Could she really do it? Could she really have an affair with her professor?

 

An affair. Merlin. Even the word itself seems so delicious.

 

Like forbidden fruit.

 

She shifts again, restless. The bedsprings creak.

 

"Rey!" An annoyed hiss, coming up from out of the gloom. To her left, Tallie is sitting up, silhouetted in a patch of moonlight, nearly every single inch of her features caked with some kind of mud mask. "I can hear you thinking."

 

"Sorry," Rey tells her, abashed. "Can't sleep."

 

"Why not? Is something the matter?"

 

Rey hesitates. Even if she weren't the type of person who, with very few exceptions, kept to herself, she can't exactly take Tallie into confidence regarding this issue.

 

But there is something about a dark night, a quiet hour, and a person you've essentially grown up with. There is something about a lonely heart bursting with news too big for it to contain, and the instinctive, esoteric language of teenage girls.

 

"Tallie," Rey says in hushed tones, "have you ever wanted something but you were too scared to reach for it?"

 

"Yes, of course," Tallie immediately responds. "Like, you know I'm on the healer track, yeah?
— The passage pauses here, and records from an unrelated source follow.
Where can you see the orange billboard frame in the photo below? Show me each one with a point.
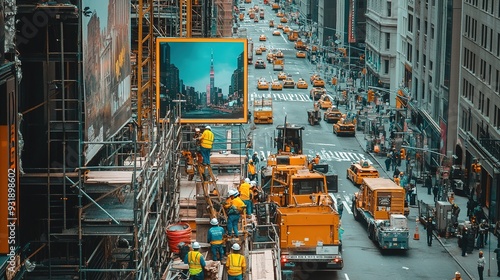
(206, 77)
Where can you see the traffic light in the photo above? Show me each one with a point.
(371, 95)
(478, 168)
(343, 51)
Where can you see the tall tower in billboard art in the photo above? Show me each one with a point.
(213, 94)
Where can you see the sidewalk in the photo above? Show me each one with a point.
(468, 263)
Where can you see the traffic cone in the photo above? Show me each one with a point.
(416, 235)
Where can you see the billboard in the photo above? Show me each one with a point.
(8, 171)
(106, 70)
(207, 78)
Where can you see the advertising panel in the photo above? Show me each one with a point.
(8, 171)
(209, 76)
(106, 70)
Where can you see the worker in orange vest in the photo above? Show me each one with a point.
(196, 263)
(236, 264)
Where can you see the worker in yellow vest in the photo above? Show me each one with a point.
(236, 264)
(234, 207)
(196, 263)
(206, 143)
(245, 194)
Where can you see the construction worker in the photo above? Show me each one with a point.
(233, 206)
(206, 143)
(196, 263)
(252, 170)
(236, 263)
(255, 192)
(216, 239)
(245, 195)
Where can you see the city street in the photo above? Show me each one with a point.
(361, 256)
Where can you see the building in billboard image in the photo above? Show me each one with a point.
(210, 79)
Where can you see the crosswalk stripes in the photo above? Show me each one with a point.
(327, 156)
(283, 96)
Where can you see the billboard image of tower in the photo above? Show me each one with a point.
(219, 101)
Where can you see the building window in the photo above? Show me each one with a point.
(497, 79)
(410, 23)
(487, 107)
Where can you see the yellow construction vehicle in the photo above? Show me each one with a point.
(305, 214)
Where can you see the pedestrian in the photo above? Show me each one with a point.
(215, 238)
(463, 242)
(245, 195)
(388, 162)
(435, 191)
(480, 265)
(236, 263)
(206, 143)
(252, 170)
(458, 276)
(428, 184)
(429, 228)
(196, 263)
(233, 206)
(497, 256)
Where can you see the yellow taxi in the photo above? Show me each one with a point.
(359, 170)
(300, 54)
(271, 56)
(276, 85)
(316, 93)
(313, 77)
(325, 102)
(318, 82)
(260, 64)
(262, 84)
(289, 82)
(302, 84)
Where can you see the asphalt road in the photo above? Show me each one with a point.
(361, 256)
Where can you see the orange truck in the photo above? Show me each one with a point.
(306, 218)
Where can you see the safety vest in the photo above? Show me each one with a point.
(194, 261)
(235, 263)
(251, 169)
(207, 139)
(245, 191)
(216, 235)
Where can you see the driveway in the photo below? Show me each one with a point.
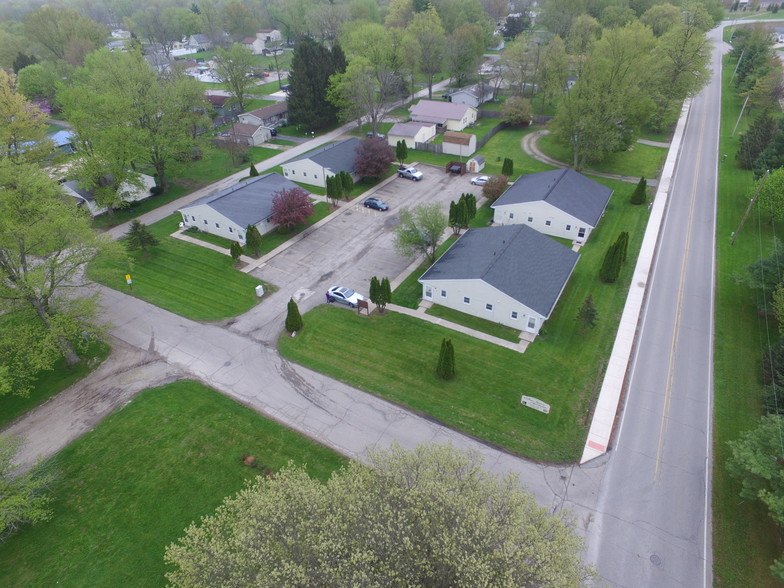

Well, loads of people were of the opinion that I'd never make it. You should've seen the look on Mothma's face at our career talk back in fifth year. Everyone thought I was too flighty to be a healer, so I had an— I guess you could call it a bit of a crisis? Jess knows all about that. But I really want to be a healer. Although a little voice whispers everyday that I'm just fooling myself, it doesn't mean I'll stop trying."

 

"You're still reaching for it," Rey concludes, "even though you're scared."

 

Tallie nods, a slight smile on her face. "That's what it means to be a Gryffindor."